A simpler, one-time special-use permit would be needed for farms under 10 acres as part of a new farming code in the Town of Wales.
Town Councilman Gerald Klinck shared information about the proposal during this week’s meeting.
The new standard would separate farm operations from general farming by eliminating a biannual permit requirement, Klinck said. Also, a small farm under the special-use permit doesn’t need to be contiguously located on 10 acres but can be scattered around town.
This new farming code also would be a victory for town goat farmers Kerry and Eric Beiter, who stood up to the board with the help of the state Department of Agriculture and Markets and the State Farm Bureau. The Beiters claimed previously proposed legislation was not farm- friendly.
The Town Board in July considered replacing a 20-year-old law to require owners of hoofed farm animals to be housed on no less than a 10-acre contiguous plot. After hearing from the Beiters, board members, who stressed they are very pro-farming, put the law on hold for further study and eliminated the current law altogether until a new one could be drafted.
The Beiters claimed the law proposed in July was unfair, too restrictive and would force them out of business.
Klinck called the new code proposal a “good compromise.” The board will review the proposal before a public hearing is held.
Also this week, the board:
• Heard an updated report from Tracey Karp, director of the Elma, Marilla and Wales Boys and Girls Club, who said that the club has served 600 children since September on a $350,000 budget.
“We are fiscally sound and have been for the past four years,” said Karp, who also voiced concerns over attempts to cut the club budget. “We have two new programs this year we are very excited about,” she added. “One is a music program for the first time ever, and we are offering lessons on the piano and ukulele on Tuesdays and Thursdays.
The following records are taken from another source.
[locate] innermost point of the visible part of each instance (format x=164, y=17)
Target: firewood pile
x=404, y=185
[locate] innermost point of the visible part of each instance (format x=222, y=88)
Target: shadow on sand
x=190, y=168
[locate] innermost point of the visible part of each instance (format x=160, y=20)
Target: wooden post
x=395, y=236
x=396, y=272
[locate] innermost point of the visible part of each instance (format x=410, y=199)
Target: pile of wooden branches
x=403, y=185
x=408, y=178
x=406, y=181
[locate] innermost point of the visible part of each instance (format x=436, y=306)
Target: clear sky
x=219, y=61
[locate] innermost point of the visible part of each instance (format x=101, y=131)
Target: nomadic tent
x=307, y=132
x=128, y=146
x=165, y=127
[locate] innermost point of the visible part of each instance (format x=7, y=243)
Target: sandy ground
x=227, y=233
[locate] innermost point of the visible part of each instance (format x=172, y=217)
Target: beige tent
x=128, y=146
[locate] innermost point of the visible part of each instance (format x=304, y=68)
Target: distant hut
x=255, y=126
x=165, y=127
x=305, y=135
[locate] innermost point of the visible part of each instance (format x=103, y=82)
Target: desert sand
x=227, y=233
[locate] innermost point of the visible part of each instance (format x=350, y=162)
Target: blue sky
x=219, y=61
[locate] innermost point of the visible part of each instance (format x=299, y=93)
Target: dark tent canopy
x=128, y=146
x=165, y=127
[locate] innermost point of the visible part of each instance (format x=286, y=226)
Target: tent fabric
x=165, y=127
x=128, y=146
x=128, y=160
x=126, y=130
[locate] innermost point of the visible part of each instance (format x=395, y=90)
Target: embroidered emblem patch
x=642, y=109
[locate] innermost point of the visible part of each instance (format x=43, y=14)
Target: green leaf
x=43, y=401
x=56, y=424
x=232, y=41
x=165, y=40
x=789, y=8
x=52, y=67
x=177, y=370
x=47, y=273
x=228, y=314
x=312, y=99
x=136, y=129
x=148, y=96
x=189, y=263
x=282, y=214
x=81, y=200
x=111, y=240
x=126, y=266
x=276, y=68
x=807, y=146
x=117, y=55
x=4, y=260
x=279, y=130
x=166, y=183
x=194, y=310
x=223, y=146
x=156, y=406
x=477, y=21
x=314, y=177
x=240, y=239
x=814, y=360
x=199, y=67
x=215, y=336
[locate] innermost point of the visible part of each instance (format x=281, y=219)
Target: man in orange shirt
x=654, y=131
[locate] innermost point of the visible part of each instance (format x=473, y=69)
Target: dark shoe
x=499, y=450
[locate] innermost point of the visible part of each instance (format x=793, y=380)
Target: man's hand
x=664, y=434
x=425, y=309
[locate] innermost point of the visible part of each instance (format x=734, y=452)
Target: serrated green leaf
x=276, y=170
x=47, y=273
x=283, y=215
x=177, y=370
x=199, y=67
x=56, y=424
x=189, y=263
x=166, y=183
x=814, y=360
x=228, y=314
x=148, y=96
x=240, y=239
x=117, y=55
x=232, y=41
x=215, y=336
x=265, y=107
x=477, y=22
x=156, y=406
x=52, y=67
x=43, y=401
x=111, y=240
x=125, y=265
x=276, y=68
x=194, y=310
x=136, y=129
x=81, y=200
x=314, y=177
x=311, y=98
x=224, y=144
The second is a superheroes program dedicated to the handicapped … which meets monthly for those ages 5 to 21.”
Children from two dozen families served by the club have various physical and mental health challenges, she said.
• Received an application for a special-use permit from Wales Center Enterprises to operate a retail country store upstairs from the Creekside Deli at 12294 Big Tree Road.
• Approved a request from Building Inspector Walter Raichel to purchase a hand-held setting master for the sound meter, at a cost of $485. The meter was purchased at the urging of a group of residents concerned about the noise levels that may be heard from the new National Fuel Compressor Station on Reiter Road.